In [1]:
#Basic imports
import pandas as pd
import numpy as np
import pickle
from collections import defaultdict
import random
import sys
from sklearn import utils

#Import utils functions
sys.path.append('/home/anat/Research/ExAC/10.Prediction/utils')
from neg_pos_funcs import create_negatives_datasets, create_positives_datasets

from IPython.core.display import HTML
HTML("<style>.container { width:100% !important; }</style>")

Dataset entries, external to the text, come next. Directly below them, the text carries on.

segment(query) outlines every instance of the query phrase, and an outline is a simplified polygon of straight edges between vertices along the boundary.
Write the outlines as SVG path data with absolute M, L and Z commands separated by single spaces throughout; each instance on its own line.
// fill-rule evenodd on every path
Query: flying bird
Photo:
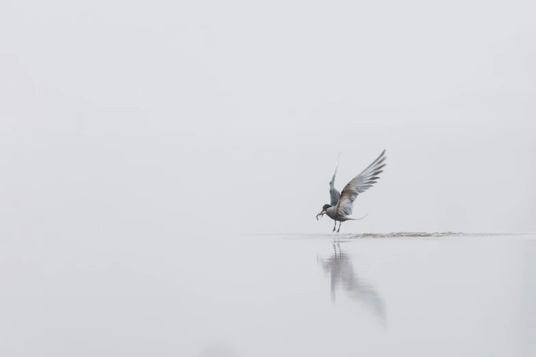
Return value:
M 340 161 L 340 155 L 335 166 L 335 172 L 333 177 L 329 182 L 329 196 L 331 198 L 330 204 L 324 204 L 322 207 L 322 211 L 316 215 L 316 220 L 318 217 L 322 217 L 324 214 L 335 221 L 333 225 L 333 232 L 335 232 L 337 222 L 339 222 L 338 233 L 341 229 L 341 224 L 348 220 L 357 220 L 364 218 L 352 218 L 349 217 L 352 214 L 352 209 L 354 207 L 354 201 L 357 198 L 357 195 L 362 194 L 367 189 L 372 187 L 376 183 L 376 180 L 379 178 L 378 175 L 383 172 L 382 168 L 385 166 L 385 150 L 381 152 L 380 156 L 374 160 L 372 163 L 368 166 L 367 168 L 359 175 L 356 176 L 344 186 L 342 192 L 339 192 L 335 188 L 335 176 L 337 175 L 337 170 L 339 168 L 339 161 Z M 365 215 L 366 216 L 366 215 Z

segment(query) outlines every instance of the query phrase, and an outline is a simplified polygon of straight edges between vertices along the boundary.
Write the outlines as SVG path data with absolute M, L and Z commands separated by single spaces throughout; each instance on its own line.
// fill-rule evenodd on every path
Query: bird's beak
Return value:
M 322 218 L 322 216 L 324 215 L 325 213 L 326 213 L 326 210 L 325 209 L 322 210 L 322 212 L 316 215 L 316 220 L 317 221 L 318 220 L 318 216 L 320 216 L 320 218 Z

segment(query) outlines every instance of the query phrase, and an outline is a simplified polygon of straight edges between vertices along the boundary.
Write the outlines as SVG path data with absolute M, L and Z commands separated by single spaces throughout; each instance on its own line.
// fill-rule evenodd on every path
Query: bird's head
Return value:
M 330 208 L 332 206 L 331 204 L 324 204 L 322 207 L 322 211 L 320 211 L 320 213 L 318 213 L 318 215 L 316 215 L 316 220 L 317 221 L 318 220 L 318 216 L 320 216 L 320 217 L 322 218 L 322 216 L 324 215 L 324 214 L 326 214 L 326 213 L 327 212 L 327 209 L 329 209 L 329 208 Z

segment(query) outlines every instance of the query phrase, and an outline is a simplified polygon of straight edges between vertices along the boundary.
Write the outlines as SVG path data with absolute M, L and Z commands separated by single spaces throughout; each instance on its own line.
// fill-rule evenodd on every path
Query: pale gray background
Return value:
M 66 306 L 88 315 L 51 323 L 58 341 L 74 334 L 66 356 L 92 334 L 94 353 L 117 356 L 95 321 L 124 331 L 133 317 L 99 320 L 88 304 L 113 315 L 135 295 L 164 316 L 181 306 L 173 294 L 197 301 L 168 285 L 177 269 L 229 263 L 192 255 L 229 233 L 329 232 L 314 215 L 340 151 L 340 189 L 388 157 L 356 202 L 368 216 L 342 232 L 536 231 L 535 12 L 530 1 L 2 1 L 2 354 L 44 353 L 32 339 L 61 354 L 38 336 Z M 72 285 L 79 306 L 63 304 Z M 125 300 L 99 300 L 110 289 Z M 150 343 L 117 345 L 184 355 L 159 326 Z

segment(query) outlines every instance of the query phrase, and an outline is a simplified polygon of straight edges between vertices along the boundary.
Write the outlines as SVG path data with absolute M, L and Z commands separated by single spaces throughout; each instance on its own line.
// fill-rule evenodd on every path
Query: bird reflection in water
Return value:
M 338 248 L 338 253 L 337 250 Z M 321 263 L 324 272 L 330 274 L 331 279 L 331 301 L 335 302 L 335 290 L 337 286 L 350 298 L 363 304 L 368 310 L 372 311 L 386 326 L 385 306 L 383 300 L 373 286 L 360 277 L 354 270 L 352 256 L 347 252 L 341 250 L 339 243 L 333 243 L 335 254 L 328 259 L 317 259 Z

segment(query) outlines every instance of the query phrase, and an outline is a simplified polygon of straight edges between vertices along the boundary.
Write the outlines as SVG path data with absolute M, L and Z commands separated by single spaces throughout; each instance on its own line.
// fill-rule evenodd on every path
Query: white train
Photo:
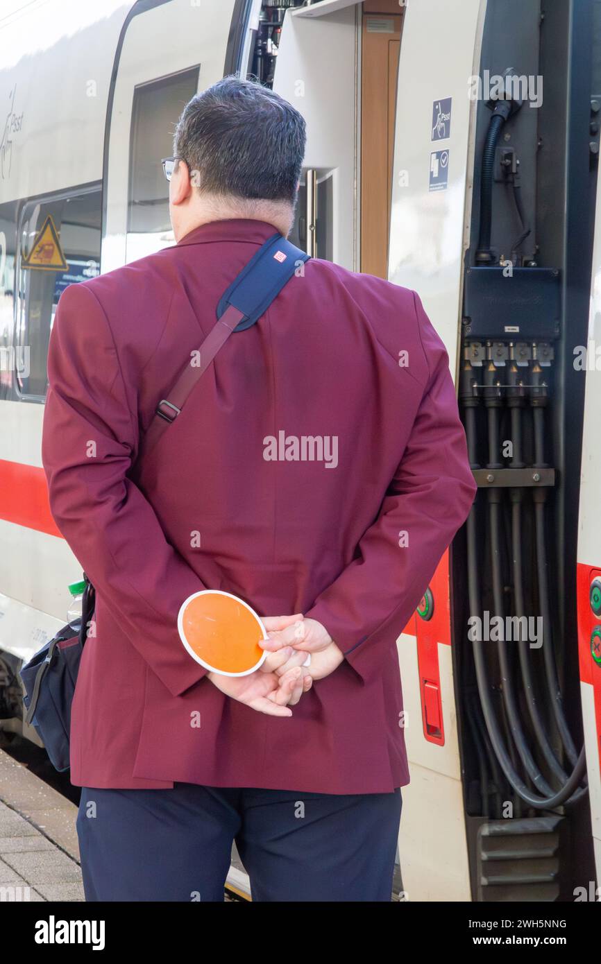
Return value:
M 64 624 L 81 572 L 41 462 L 61 290 L 174 242 L 160 158 L 183 104 L 224 74 L 258 75 L 308 122 L 294 240 L 420 292 L 487 489 L 398 640 L 412 775 L 398 890 L 595 898 L 597 11 L 50 0 L 0 13 L 2 730 L 23 731 L 15 672 Z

### Reading the input dataset

In [2]:
curr_dir = !pwd
input_path = curr_dir[0]+"/../domains_similarity/filtered_features_table/"
filename = "positions_features_mediode_filter_01.25.18.csv"

bind_scores_num = 10

#Features table
features_all = pd.read_csv(input_path+filename, sep='\t', index_col=0)
features_cols = features_all.columns[1:-bind_scores_num] #removing binding scores and domain name
ligands = ["dna", "dnabase", "dnabackbone", "rna", "rnabase", "rnabackbone", "peptide", "ion", "metabolite"]
print "all samples positions #: "+str(features_all.shape[0])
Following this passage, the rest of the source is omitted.